A Letter To My Club Coach
A Letter To My Club Coach
Dear Coach,
I used to think gratitude was something you expressed at the end, after the final practice, after the last meet, after the chapter was closed. But swimming doesn’t really work that way.
Neither does your impact.
You were there long before the success, long before the highlights, and long before I ever understood the lasting impact swimming would have on my life.
I still remember the seasons when nothing seemed to move. Years of training, early mornings, and long sets, yet the times stayed the same. While others were dropping seconds, I was stuck staring at the same numbers on the scoreboard, meet after meet. It would have been easy for you to shift your focus to the swimmers progressing faster. Many people would have.
You didn’t.
You kept showing up for me in the same way you always did. You pulled me aside after practice, not to criticize, but to ask how I was feeling, what I thought was missing, and what we could keep building. You reminded me that progress wasn’t always loud or obvious, and that growth often came quietly before it showed up in the results. At the time, it felt like patience. Now I realize it was belief.
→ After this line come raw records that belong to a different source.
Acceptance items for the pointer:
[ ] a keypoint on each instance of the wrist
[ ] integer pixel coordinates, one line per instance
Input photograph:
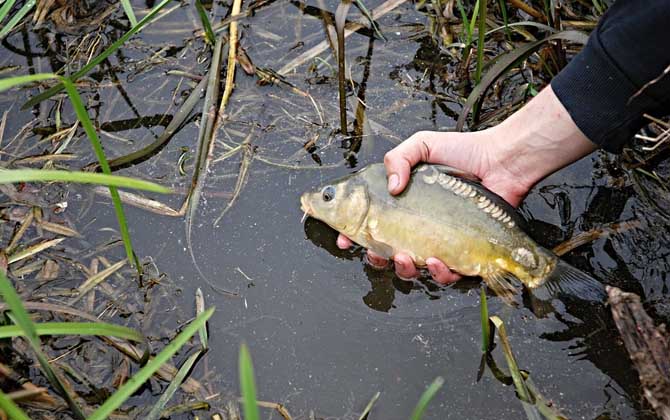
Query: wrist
(538, 140)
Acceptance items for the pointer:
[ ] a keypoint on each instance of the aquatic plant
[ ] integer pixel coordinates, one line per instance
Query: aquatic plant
(11, 23)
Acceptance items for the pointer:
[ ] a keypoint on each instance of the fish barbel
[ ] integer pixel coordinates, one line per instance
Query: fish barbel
(446, 214)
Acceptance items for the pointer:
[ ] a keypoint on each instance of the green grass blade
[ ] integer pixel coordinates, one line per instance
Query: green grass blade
(4, 10)
(10, 82)
(486, 327)
(473, 20)
(86, 123)
(98, 59)
(427, 395)
(21, 318)
(16, 18)
(480, 42)
(134, 383)
(75, 328)
(503, 11)
(247, 385)
(365, 12)
(200, 308)
(206, 25)
(504, 63)
(466, 22)
(368, 408)
(11, 409)
(157, 409)
(8, 176)
(128, 9)
(519, 383)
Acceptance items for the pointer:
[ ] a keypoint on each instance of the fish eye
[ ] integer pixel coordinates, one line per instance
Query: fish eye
(328, 193)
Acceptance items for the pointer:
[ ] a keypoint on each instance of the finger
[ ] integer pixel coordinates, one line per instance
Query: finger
(343, 242)
(375, 260)
(404, 267)
(402, 158)
(440, 272)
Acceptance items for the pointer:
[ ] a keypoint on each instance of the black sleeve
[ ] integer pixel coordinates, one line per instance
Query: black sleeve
(629, 48)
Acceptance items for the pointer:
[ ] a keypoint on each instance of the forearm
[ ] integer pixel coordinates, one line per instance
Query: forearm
(601, 86)
(538, 140)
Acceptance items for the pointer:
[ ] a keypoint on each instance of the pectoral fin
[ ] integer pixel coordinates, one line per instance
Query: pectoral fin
(501, 284)
(566, 279)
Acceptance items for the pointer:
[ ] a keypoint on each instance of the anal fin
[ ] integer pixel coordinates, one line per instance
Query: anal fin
(566, 279)
(501, 284)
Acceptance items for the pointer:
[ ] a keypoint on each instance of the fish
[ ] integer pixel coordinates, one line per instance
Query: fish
(447, 214)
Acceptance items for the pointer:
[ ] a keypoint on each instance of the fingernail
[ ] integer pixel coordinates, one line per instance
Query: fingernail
(393, 182)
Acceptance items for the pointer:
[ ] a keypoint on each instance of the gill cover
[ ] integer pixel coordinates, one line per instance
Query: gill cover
(343, 205)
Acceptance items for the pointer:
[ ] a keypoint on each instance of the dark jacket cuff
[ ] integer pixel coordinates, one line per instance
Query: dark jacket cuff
(600, 97)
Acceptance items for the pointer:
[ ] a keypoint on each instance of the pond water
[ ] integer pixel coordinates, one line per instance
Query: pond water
(326, 331)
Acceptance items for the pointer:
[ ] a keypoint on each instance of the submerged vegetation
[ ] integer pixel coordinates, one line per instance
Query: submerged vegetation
(499, 54)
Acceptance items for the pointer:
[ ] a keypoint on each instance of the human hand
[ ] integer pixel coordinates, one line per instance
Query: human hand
(509, 159)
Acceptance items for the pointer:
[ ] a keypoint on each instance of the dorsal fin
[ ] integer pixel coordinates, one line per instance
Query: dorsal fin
(449, 170)
(494, 203)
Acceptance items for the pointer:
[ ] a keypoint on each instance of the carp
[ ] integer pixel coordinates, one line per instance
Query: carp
(447, 214)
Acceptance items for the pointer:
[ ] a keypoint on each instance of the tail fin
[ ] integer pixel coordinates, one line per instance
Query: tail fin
(566, 279)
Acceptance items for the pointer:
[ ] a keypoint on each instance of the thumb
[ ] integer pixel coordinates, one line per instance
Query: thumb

You were always the first one on deck. The sun wasn’t even up yet, but your coffee was already in hand, pace clock running, lanes set. You pulled the tarps off the pool yourself just to ensure we were set for practice. You greeted us by name, no matter how early it was or how tired we looked. And when practice ended, when the deck emptied and the last swimmer left, you were still there. Putting equipment away. Writing notes. Planning the next session. That kind of consistency teaches more than any drill ever could.
You taught me how to commit to something fully, even when the outcome wasn’t guaranteed. You showed me that leadership isn’t about volume or attention, but about presence. About doing the unglamorous work, day after day, without needing recognition.
Swimming eventually became about more than the pool. Even as we moved toward college and new opportunities, you continued to support us from afar. You cheered us on at meets whenever you could, always welcomed us back home during holidays and breaks, and reminded us that the lessons we learned with you were meant to last well beyond our club years. You laid the foundation for the successes we would later achieve in college, not by doing it for us, but by teaching us how to work hard, persevere, and show up.
What I didn’t realize then was that you weren’t just coaching swimmers. You were shaping young athletes for what came next in life.
You taught us how to handle frustration when effort didn’t immediately pay off. How to stay grounded when things finally clicked. How to be accountable, resilient, and supportive teammates. You reminded us that character mattered when no one was watching, and that how we trained often mattered more than how we performed.
Some of my strongest memories aren’t from championship meets or personal bests. They’re from quiet moments on deck. A short conversation after practice. A nod of approval when words weren’t needed. Seeing you cheer every lap of a long course mile, up and down the pool deck not missing a step. A reminder that one bad race didn’t erase months of hard work. Those moments mattered more than you probably realized.
When swimming ended, as it does for everyone, I expected to feel lost. Instead, I felt prepared. The habits you helped build followed me into classrooms, meetings, and everyday life. Showing up early. Doing the work even when progress is slow. Trusting that consistency compounds. Believing that setbacks don’t define you, but how you respond does.
I hear your voice more often than you probably realize. When I’m tempted to quit something too soon. When I feel stuck and question my progress. When I need a reminder that effort still counts, even when results lag behind.
So thank you for staying when it would have been easier to move on. For believing when I struggled to believe in myself. For being the first one on deck and the last one to leave. For preparing us not just for faster swims, but for bigger lives.
I may be a retired swimmer now, but I will always carry what you gave me. And for that, I am endlessly grateful.